Borussia 8 Grad offiziell eröffnet

Suchten die Nähe zur Geistlichkeit, v.l.n.r. Borussia Geschäftsführer Stephan Schippers, Mönchengladbachs OB Hans Wilhelm Reiners, Vize-Präsidiident Rainer Bonhof, Präsident Rolf Königs und Monsignore Markus Heinz mit seinem Assistenten

Bei strahlendem Sonnenschein und mit großer Anteilnahme wurde das Hotel am Borussia-Park in Mönchengladbach am 13.02.19 offiziell eröffnet. ImVIP-Bereich des Stadions versammelten sich einige Hundert Geladene, um bei der Zeremonie dabei zu sein, durch welche Fernsehmoderator Matthias Opdenhövel führte, der sich, wie er bekundete, etwas ungewöhnlich vorfand, weil er normalerweise abends moderiere, und nun war es heller Tag, so gegen 11.30 Uhr. Im Publikum die Honoratioren der Borussia, vom Hotel-Betreiber, der H-Hotels AG, Vorstand Andreas von Reitzenstein, aber auch Reinhard Grindel, Präsident des DFL oder die ehemalige Ministerpräsidenten von NRW, Hannelore Kraft, bekennende Anhängerin der Fohlen, so nennt sich die Elf vom Niederrhein, gern mit dem Adjektiv „unzähmbar“ geschmückt.

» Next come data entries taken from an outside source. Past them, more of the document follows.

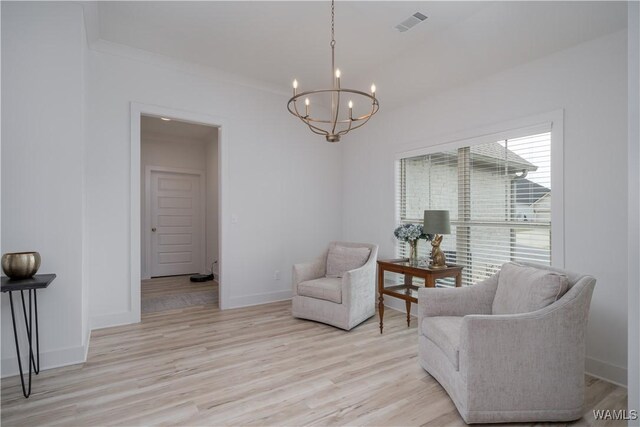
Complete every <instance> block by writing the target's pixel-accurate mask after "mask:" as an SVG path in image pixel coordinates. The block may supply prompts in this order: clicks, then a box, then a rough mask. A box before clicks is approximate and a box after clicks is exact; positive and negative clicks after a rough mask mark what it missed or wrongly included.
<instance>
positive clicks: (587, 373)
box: [384, 298, 627, 387]
mask: <svg viewBox="0 0 640 427" xmlns="http://www.w3.org/2000/svg"><path fill="white" fill-rule="evenodd" d="M384 305H385V307H388V308H390V309H392V310H397V311H400V312H402V313H406V312H407V309H406V306H405V303H404V301H402V300H399V299H397V298H389V299H385V302H384ZM416 310H417V305H416V304H411V314H412V315H414V316H416V315H417V312H416ZM585 372H586V373H587V374H588V375H591V376H592V377H596V378H599V379H601V380H604V381H607V382H610V383H612V384H615V385H618V386H621V387H627V369H626V368H623V367H621V366H615V365H612V364H610V363H607V362H603V361H602V360H597V359H594V358H592V357H587V358H586V363H585Z"/></svg>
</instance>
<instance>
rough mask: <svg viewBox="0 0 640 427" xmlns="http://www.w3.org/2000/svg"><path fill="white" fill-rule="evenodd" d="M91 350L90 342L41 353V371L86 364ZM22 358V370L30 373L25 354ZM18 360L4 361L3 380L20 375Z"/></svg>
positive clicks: (21, 354)
mask: <svg viewBox="0 0 640 427" xmlns="http://www.w3.org/2000/svg"><path fill="white" fill-rule="evenodd" d="M88 349H89V342H88V341H87V342H86V343H85V345H80V346H77V347H69V348H63V349H58V350H50V351H41V352H40V369H41V370H42V371H44V370H47V369H53V368H59V367H61V366H68V365H76V364H78V363H84V362H86V360H87V351H88ZM21 356H22V362H23V364H22V370H23V372H29V369H28V368H29V366H28V365H27V364H26V360H27V359H26V357H25V354H21ZM19 372H20V371H19V370H18V359H17V358H16V357H15V356H14V357H10V358H6V359H2V368H1V376H2V378H6V377H12V376H14V375H18V374H19Z"/></svg>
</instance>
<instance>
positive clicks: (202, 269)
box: [142, 165, 210, 279]
mask: <svg viewBox="0 0 640 427" xmlns="http://www.w3.org/2000/svg"><path fill="white" fill-rule="evenodd" d="M152 172H162V173H174V174H178V175H191V176H197V177H198V179H199V181H200V231H201V233H202V236H203V237H201V238H200V267H201V269H200V271H198V273H204V268H205V267H206V264H207V261H206V260H207V243H210V242H207V225H206V217H207V191H206V182H205V179H204V172H203V171H201V170H197V169H181V168H171V167H164V166H155V165H147V166H146V167H145V170H144V192H145V194H144V204H145V215H144V218H143V221H142V235H143V236H144V244H145V248H146V251H145V259H144V261H145V273H146V274H145V275H144V276H145V277H144V278H145V279H148V278H151V233H149V228H150V227H151V173H152Z"/></svg>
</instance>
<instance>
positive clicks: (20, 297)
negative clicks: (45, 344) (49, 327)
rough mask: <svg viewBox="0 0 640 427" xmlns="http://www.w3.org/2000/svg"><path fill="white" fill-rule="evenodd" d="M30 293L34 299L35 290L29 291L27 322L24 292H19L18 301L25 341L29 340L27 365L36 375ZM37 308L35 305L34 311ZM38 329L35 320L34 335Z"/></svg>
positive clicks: (39, 360) (32, 312) (36, 317)
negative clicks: (24, 299)
mask: <svg viewBox="0 0 640 427" xmlns="http://www.w3.org/2000/svg"><path fill="white" fill-rule="evenodd" d="M31 292H33V295H34V298H35V292H36V291H35V289H29V319H28V320H27V310H26V308H25V306H24V291H20V299H21V300H22V314H23V316H24V324H25V325H26V329H27V339H28V340H29V363H31V366H32V367H33V371H34V372H35V373H36V375H37V374H38V373H39V371H40V360H38V364H37V365H36V359H35V356H34V354H33V328H32V320H31V319H32V313H33V312H32V309H33V306H32V305H31ZM37 308H38V306H37V305H36V310H37ZM37 317H38V314H37V311H36V319H37ZM37 328H38V321H37V320H36V335H37V333H38V331H37ZM38 350H39V345H38ZM39 358H40V355H39V354H38V359H39Z"/></svg>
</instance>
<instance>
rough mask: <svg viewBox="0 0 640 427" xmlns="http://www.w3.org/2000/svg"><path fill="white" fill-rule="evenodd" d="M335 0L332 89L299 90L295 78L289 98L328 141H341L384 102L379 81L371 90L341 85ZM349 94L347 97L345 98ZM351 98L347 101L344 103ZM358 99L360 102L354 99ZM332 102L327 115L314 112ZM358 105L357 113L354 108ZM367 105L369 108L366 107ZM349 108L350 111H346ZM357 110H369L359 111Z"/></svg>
mask: <svg viewBox="0 0 640 427" xmlns="http://www.w3.org/2000/svg"><path fill="white" fill-rule="evenodd" d="M334 11H335V7H334V0H332V1H331V43H330V46H331V80H332V82H333V83H332V85H331V89H318V90H310V91H307V92H300V93H298V81H297V80H294V81H293V97H291V99H289V102H288V104H287V109H288V110H289V112H290V113H291V114H293V115H294V116H296V117H298V118H299V119H300V120H302V121H303V122H304V123H305V124H306V125H307V126H309V129H310V130H311V132H313V133H315V134H318V135H324V136H325V138H326V139H327V142H339V141H340V137H341V136H342V135H345V134H347V133H349V132H350V131H352V130H354V129H358V128H359V127H361V126H363V125H364V124H365V123H367V122H368V121H369V119H370V118H371V116H373V115H374V114H375V113H377V112H378V109H379V108H380V105H379V104H378V100H377V98H376V85H373V84H372V85H371V93H366V92H362V91H359V90H354V89H343V88H342V87H340V70H339V69H337V68H336V67H335V47H336V40H335V35H334V15H335V12H334ZM345 98H346V99H345ZM301 99H304V112H302V111H300V109H299V108H298V101H299V100H301ZM347 99H348V102H347V103H346V104H343V103H344V102H345V101H346V100H347ZM354 99H355V100H356V101H357V102H354ZM323 105H325V106H329V105H330V106H331V109H330V110H329V112H328V113H327V114H326V115H324V116H323V115H319V116H314V115H312V114H311V110H312V108H314V107H315V108H314V109H317V108H322V106H323ZM356 106H357V107H358V108H359V109H358V110H356V114H354V108H355V107H356ZM364 106H366V109H365V107H364ZM345 110H346V111H345ZM357 111H361V112H365V111H366V112H365V114H362V115H359V114H357Z"/></svg>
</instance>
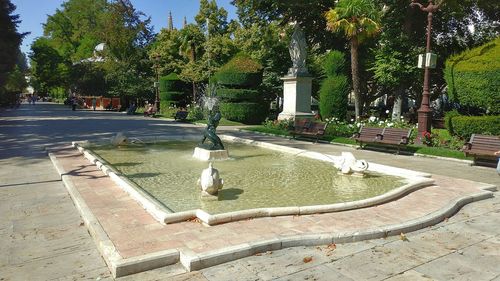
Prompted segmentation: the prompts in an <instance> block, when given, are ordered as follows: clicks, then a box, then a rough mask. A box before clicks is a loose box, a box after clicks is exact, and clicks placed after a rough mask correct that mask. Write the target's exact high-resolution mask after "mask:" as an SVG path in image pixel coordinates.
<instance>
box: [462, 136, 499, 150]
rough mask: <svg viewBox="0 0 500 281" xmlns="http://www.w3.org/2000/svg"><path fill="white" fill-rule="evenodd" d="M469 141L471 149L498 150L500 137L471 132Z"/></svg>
mask: <svg viewBox="0 0 500 281" xmlns="http://www.w3.org/2000/svg"><path fill="white" fill-rule="evenodd" d="M469 143H470V144H471V145H472V146H471V149H477V150H485V151H492V152H495V151H499V150H500V137H499V136H488V135H479V134H472V136H471V137H470V141H469Z"/></svg>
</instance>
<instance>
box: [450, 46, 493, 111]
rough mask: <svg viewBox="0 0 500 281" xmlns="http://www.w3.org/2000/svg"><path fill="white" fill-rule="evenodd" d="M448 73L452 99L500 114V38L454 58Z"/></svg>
mask: <svg viewBox="0 0 500 281" xmlns="http://www.w3.org/2000/svg"><path fill="white" fill-rule="evenodd" d="M444 76H445V80H446V83H447V84H448V95H449V96H450V99H451V100H452V101H455V102H459V103H460V104H462V105H465V106H471V107H477V108H483V109H485V110H487V112H488V113H489V114H499V113H500V95H499V94H498V93H500V37H499V38H497V39H495V40H493V41H491V42H489V43H487V44H484V45H482V46H480V47H477V48H474V49H471V50H468V51H465V52H463V53H461V54H458V55H455V56H452V57H450V58H449V59H448V60H447V61H446V64H445V70H444Z"/></svg>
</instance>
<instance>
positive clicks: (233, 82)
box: [214, 53, 262, 88]
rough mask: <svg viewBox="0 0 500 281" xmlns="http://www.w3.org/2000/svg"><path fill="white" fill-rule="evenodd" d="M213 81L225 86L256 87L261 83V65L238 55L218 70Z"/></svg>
mask: <svg viewBox="0 0 500 281" xmlns="http://www.w3.org/2000/svg"><path fill="white" fill-rule="evenodd" d="M214 79H215V80H216V81H217V82H218V83H219V84H222V85H225V86H236V87H237V88H245V87H257V86H258V85H260V84H261V83H262V65H261V64H260V63H258V62H256V61H255V60H253V59H252V58H250V57H249V56H248V55H245V54H243V53H239V54H237V55H236V56H234V57H233V58H232V59H231V60H230V61H229V62H228V63H226V64H225V65H224V66H222V67H221V68H220V69H219V71H218V72H217V73H216V74H215V77H214Z"/></svg>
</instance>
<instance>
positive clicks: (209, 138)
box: [198, 110, 224, 150]
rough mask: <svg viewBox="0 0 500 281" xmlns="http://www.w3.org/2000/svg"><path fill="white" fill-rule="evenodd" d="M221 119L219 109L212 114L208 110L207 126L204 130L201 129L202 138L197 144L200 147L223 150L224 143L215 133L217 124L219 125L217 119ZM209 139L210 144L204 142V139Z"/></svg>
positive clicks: (220, 114) (205, 139)
mask: <svg viewBox="0 0 500 281" xmlns="http://www.w3.org/2000/svg"><path fill="white" fill-rule="evenodd" d="M220 119H221V114H220V112H219V111H217V113H215V114H213V112H212V111H211V110H210V112H209V114H208V121H207V127H206V128H205V131H203V138H202V139H201V143H200V144H199V145H198V147H200V148H204V149H208V150H223V149H224V145H223V144H222V141H221V140H220V138H219V136H217V134H216V133H215V130H216V129H217V126H219V121H220ZM207 139H208V140H209V141H210V142H211V143H210V144H205V141H206V140H207Z"/></svg>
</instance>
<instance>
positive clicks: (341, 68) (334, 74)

Mönchengladbachs Oberbürgermeister Hans Wilhem Reiners, Gladbacher von Geburt und allein schon deshalb mit dem Verein verbunden, erst recht seit er 2014 etwas überraschend Oberbürgermeister wurde und verfolgen durfte, wie der Fußballverein zu neuen Ufern aufbrach, die Krise von 1999 überwand und eine von englischem Militär hinterlassenen Brache – dies löste in Gladbach ihr Head Quarter Europe auf -, die heute Nord- und Borussia-Park ist, als Standort eines neuen Stadions wählte. Und sie bauten es auch, zahlten dafür benötigte Kredite an die Stadt zurück, vorzeitig. Und jetzt eröffneten die Borussen ein dazu gehöriges Hotel.

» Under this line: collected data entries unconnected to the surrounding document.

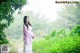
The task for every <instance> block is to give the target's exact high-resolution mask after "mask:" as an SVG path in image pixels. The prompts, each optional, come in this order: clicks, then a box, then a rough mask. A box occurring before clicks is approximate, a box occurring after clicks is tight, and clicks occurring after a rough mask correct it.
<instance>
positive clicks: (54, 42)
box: [33, 26, 80, 53]
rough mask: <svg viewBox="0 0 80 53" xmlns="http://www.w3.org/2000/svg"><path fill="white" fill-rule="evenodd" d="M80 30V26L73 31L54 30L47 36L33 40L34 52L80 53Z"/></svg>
mask: <svg viewBox="0 0 80 53" xmlns="http://www.w3.org/2000/svg"><path fill="white" fill-rule="evenodd" d="M79 30H80V26H77V27H75V28H73V29H72V30H71V31H65V30H60V31H52V33H51V34H50V35H48V36H47V37H46V38H44V39H41V40H38V41H34V42H33V51H34V53H80V36H78V35H80V33H79V32H80V31H79ZM77 34H78V35H77Z"/></svg>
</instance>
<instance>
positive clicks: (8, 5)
mask: <svg viewBox="0 0 80 53" xmlns="http://www.w3.org/2000/svg"><path fill="white" fill-rule="evenodd" d="M24 4H26V0H1V1H0V44H7V43H8V40H7V39H6V36H5V33H4V29H5V28H7V27H8V26H10V24H11V22H13V20H14V19H13V17H12V14H13V12H14V11H15V10H16V9H21V7H22V6H23V5H24Z"/></svg>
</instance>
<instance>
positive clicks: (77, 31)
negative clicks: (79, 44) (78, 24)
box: [71, 25, 80, 36]
mask: <svg viewBox="0 0 80 53" xmlns="http://www.w3.org/2000/svg"><path fill="white" fill-rule="evenodd" d="M73 34H77V35H79V36H80V25H78V26H76V27H75V28H73V29H72V30H71V35H73Z"/></svg>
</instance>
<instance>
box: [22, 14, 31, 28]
mask: <svg viewBox="0 0 80 53" xmlns="http://www.w3.org/2000/svg"><path fill="white" fill-rule="evenodd" d="M27 17H28V16H24V24H25V25H26V27H27V29H28V27H29V26H28V25H30V26H32V25H31V23H30V22H27V21H26V19H27Z"/></svg>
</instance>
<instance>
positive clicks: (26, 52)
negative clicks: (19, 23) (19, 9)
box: [23, 16, 34, 53]
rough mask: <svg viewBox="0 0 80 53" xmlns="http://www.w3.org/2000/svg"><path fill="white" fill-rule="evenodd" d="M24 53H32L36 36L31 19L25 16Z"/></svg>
mask: <svg viewBox="0 0 80 53" xmlns="http://www.w3.org/2000/svg"><path fill="white" fill-rule="evenodd" d="M23 33H24V53H32V41H33V39H34V34H33V32H32V25H31V24H30V21H29V17H28V16H24V25H23Z"/></svg>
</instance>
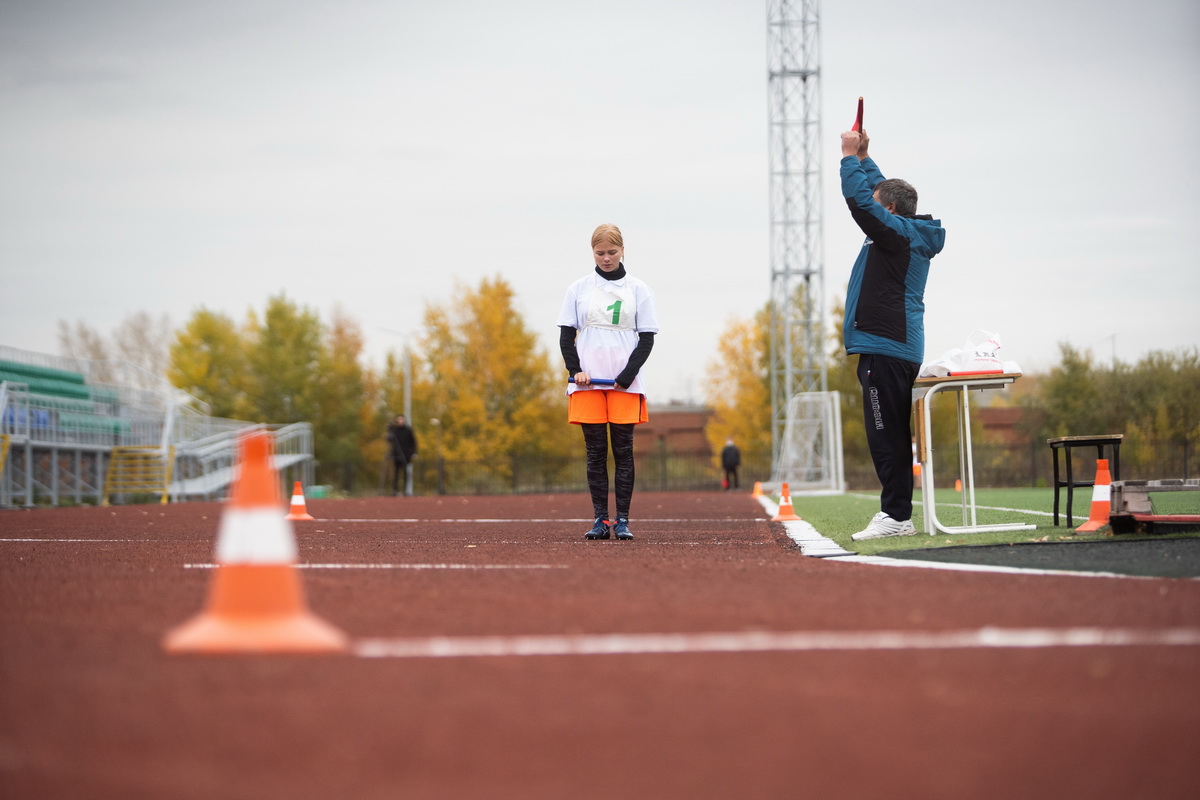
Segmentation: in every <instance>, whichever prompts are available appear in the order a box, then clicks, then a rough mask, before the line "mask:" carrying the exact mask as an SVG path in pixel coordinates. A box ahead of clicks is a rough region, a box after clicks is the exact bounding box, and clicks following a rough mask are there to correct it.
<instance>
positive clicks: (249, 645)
mask: <svg viewBox="0 0 1200 800" xmlns="http://www.w3.org/2000/svg"><path fill="white" fill-rule="evenodd" d="M271 446H272V440H271V435H270V434H269V433H265V432H262V431H256V432H252V433H248V434H246V435H244V437H241V439H239V441H238V462H239V467H240V468H239V470H238V473H236V475H238V476H236V477H235V479H234V483H233V489H232V492H230V497H229V501H228V507H227V509H226V510H224V512H223V513H222V515H221V529H220V531H218V534H217V547H216V561H217V565H216V570H215V571H214V575H212V582H211V584H210V585H209V599H208V603H206V607H205V609H204V610H203V612H202V613H200V614H198V615H197V616H194V618H192V619H191V620H188V621H187V622H185V624H184V625H181V626H179V627H176V628H175V630H173V631H170V632H169V633H168V634H167V637H166V639H164V640H163V646H164V648H166V650H167V652H211V654H216V652H338V651H342V650H346V648H347V638H346V634H344V633H342V632H341V631H338V630H337V628H335V627H334V626H331V625H330V624H329V622H325V621H324V620H322V619H318V618H317V616H316V615H313V614H312V613H310V612H308V609H307V607H306V603H305V597H304V587H302V585H301V584H300V575H299V571H298V570H296V569H295V560H296V543H295V536H294V535H293V531H292V523H289V522H288V521H287V519H284V518H282V517H280V506H281V505H282V504H283V503H282V500H283V499H282V498H281V497H280V485H278V475H277V473H276V471H275V469H272V468H271V463H270V458H271Z"/></svg>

Das Hotel heißt 8 Grad. Der Oberbürgermeister ließ sich das bei seiner Laudatio auf der Zunge zergehen. Er meinte, das erinnere an die Außentemperatur, die wohl jetzt erreicht würde, aber niemand brauche sich deshalb im Hotel warm anzuziehen. Daß 8 Grad keine nach Celsius sind, sondern eine geometrische, erwähnte er nicht. Zwei der vier Außenwände des Gebäudes sind so aus dem Lot. Reiners fremdelte ein wenig mit der Immobilie, die allerdings und in der Tat kühn mit sechs Etagen in den Himmel ragt. Ihr Entwurf, Sieger in einem Auswahlverfahren, stammt von Düsseldorfer Architekten. Und Düsseldorfer haben ja bekanntlich schon etwas Erfahrung mit schiefen Gebäuden. Doch zurück zum Oberbürgermeister, er nannte das Hotel „ein wenig schräg“.

Die Zimmer im Hotel erlauben entweder einen Blick auf das imposante Stadion oder auf die Spielwiese, wo der Nachwuchs trainiert. Sie sind alle gleich geschnitten, sehr praktisch, man möchte sagen sportlich, eingerichtet mit allem, was man in einem Vier-Sterne-Hotel erwarten kann.

Der Clou: jedes Zimmer hat ein eigenes Thema und greift auf Vergangenheit zurück oder ist einem Spieler gewidmet, der an einer ruhmreichen Zukunft strickt. Dann gibt es auch auf der ersten Etage einige Suiten, die aber noch nicht fertig sind. Neben vier Etagen, die den Hotelgästen vorbehalten, hat die Verwaltung des Vereins hier ihren Sitz, ein Medical Park mit ausgezeichneten Physiotherapeuten und Geräten, welche auch dem Publikum zur Verfügung stehen, ein Fanshop und ein Borussia-Museum, nicht unwichtig, wenn man dem Nachwuchs das Entstehen des Vereins näher bringen will, der im Jahre 1900 gegründet wurde. Restauration gibt es auch, aber die war schon vorher da, z.B. ein Biergarten. Manch einer empfand den so wie einen Apero zum Hotel.

Gesegnet wurde das Hotel auch. Dafür war Monsignore Markus Heinz angereist, vom Vatikan geschickt, hieß es. Das sollte man allerdings rheinisch nehmen oder - um im Vatikan zu bleiben - cum grano salis.